Joan Albaigés on the Importance of Response Protocols in Oil Spills
Special Topic of Oil Spills Interview, October 2010
The majority of your highly cited papers are about either the Prestige spill or the Aegean Sea spill. Why are these spills in particular so significant?
The northwest Spanish coast is exposed to heavy tankers' traffic and to very rough weather in several periods of the year, particularly during winter. Consequently, the risk of accidental oil spills is moderate. Moreover, the Galicia coastal ecosystem is one of the primary producers of mussels worldwide, so oiling of the marine rope systems used to grow the mussels, or just any loss of water quality, may have significant detrimental effects.
In this context, the Aegean Sea and Prestige oil spills have been the most important accidents that occurred in the area during the last 20 years and attracted an exceptionally high level of public attention and concern due to the large extension of the areas affected, and the perceived high ecological and socioeconomic impacts.
In December 1992, after several days of severe weather conditions, the tanker Aegean Sea ran aground off La Coruña harbor, on the Galician coast (northwest Spain). The tanker was transporting 79,000 tons of the relatively light Brent crude oil (North Sea) from Sulloe Voe to La Coruña refinery. The first rescue operations were unsuccessful and in a short time the ship broke in two and caught fire. For five days the tanker was leaking and burning oil.
"A detailed understanding of the fate of an oil spill is essential in order to foresee the extension of the environmental damage and to develop effective restoration strategies"
However, from the combined effects of severe weather and fire the amount of oil which affected the coastal area was only around 10% of the cargo. The winds and sea currents drove the spilled oil and the combustion products towards the northeast, rather far from the wreck point.
Ten years later (November 2002), another accident occurred, in this case involving the single hull tanker Prestige, carrying 77,000 tons of heavy fuel-oil. The tanker suffered a severe structural failure of the starboard cargo tanks 30 miles off the Galician coast and started to leak oil.
After six days of erratic towing along the coast, the tanker broke in two and sunk at the Galicia Bank (3,800 m depth, 150 miles offshore). The winds and sea currents drove the patches of about 60,000 tons of emulsified oil towards the shore, affecting more than 800 km of the northwest Spanish coast.
Apart from the current technical activities derived from the response systems, involving operational forecasting, risk and damage assessment, restoration measures, and environmental monitoring, these accidents deserved a major interest from the scientific point of view.
In the case of the Aegean Sea, the combination of a light crude oil with the combustion products provided a unique case for the study of the fate of different types of hydrocarbons in the marine environment. The Prestige spill was unique in the sense that heavy oil was dispersed at sea in a very large area, drifting for more than six months, and most of it leaking from a wreck at high water depth. The burial of oil at several meters on sandy beaches posed an unforeseen challenge to the clean-up operations (Environ. Sci. Technol., 43: 2470, 2009).
What do you hope we have learned from past spills to be able to apply to current/future spills?
A major lesson learned from past accidental spills is that besides the initial high emotional impact on the society and the immediate economic consequences, both by the impact on fishing activities and the cost of the remediation operations, the marine environment is able to recover in a rather short period of time if the response is produced according to well-established protocols. In this respect, the use of adequate clean-up operations is crucial.
In general, when the oil is removed, the levels of hydrocarbons in marine biota go to background in less than six to eight months and the environment is steadily re-populated with the damaged species in one to two years.

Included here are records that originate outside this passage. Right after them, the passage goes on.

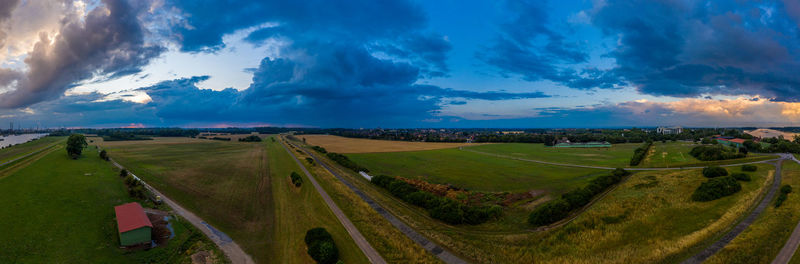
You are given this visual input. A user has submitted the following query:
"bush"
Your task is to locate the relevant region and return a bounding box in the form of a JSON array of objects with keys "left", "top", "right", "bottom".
[
  {"left": 689, "top": 144, "right": 747, "bottom": 161},
  {"left": 692, "top": 176, "right": 742, "bottom": 202},
  {"left": 289, "top": 171, "right": 303, "bottom": 187},
  {"left": 742, "top": 165, "right": 758, "bottom": 172},
  {"left": 630, "top": 141, "right": 653, "bottom": 166},
  {"left": 305, "top": 227, "right": 339, "bottom": 264},
  {"left": 703, "top": 166, "right": 728, "bottom": 178},
  {"left": 731, "top": 172, "right": 750, "bottom": 181}
]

Nowadays, the methodologies for assessing the sources and fate of petroleum hydrocarbons in the marine environment are robust enough to support the response mechanisms and decision-making systems, enabling the adoption of best operational practices.
Joan Albaigés, Ph.D.
Department of Environmental Chemistry
CSIC
Barcelona, Spain
KEYWORDS: GEOCHEMICAL PROCESSES, OFF-SHORE OIL EXPLORATION, ENVIRONMENTAL IMPACT, TOURISM, SURVEILLANCE SYSTEM, GCMS FINGERPRINTING TECHNIQUES, IXTOC, METULA, AEGEAN SEA, PRESTIGE, MARINE POLLUTION MONITORING PROGRAMS, OIL SPILL FATE, RESTORATION STRATEGIES, DISPERSION, DISSOLUTION, COMPOSITION, CONCENTRATION, SOLUBLE FRACTION, AROMATIC HYDROCARBONS, BEACH OILING, CONTINENTAL SHELF, WILD BIVALVES, SEDIMENTS, TANKER TRAFFIC, ROUGH WEATHER, NORTHWEST SPANISH COAST, MUSSELS, CLEAN-UP OPERATIONS.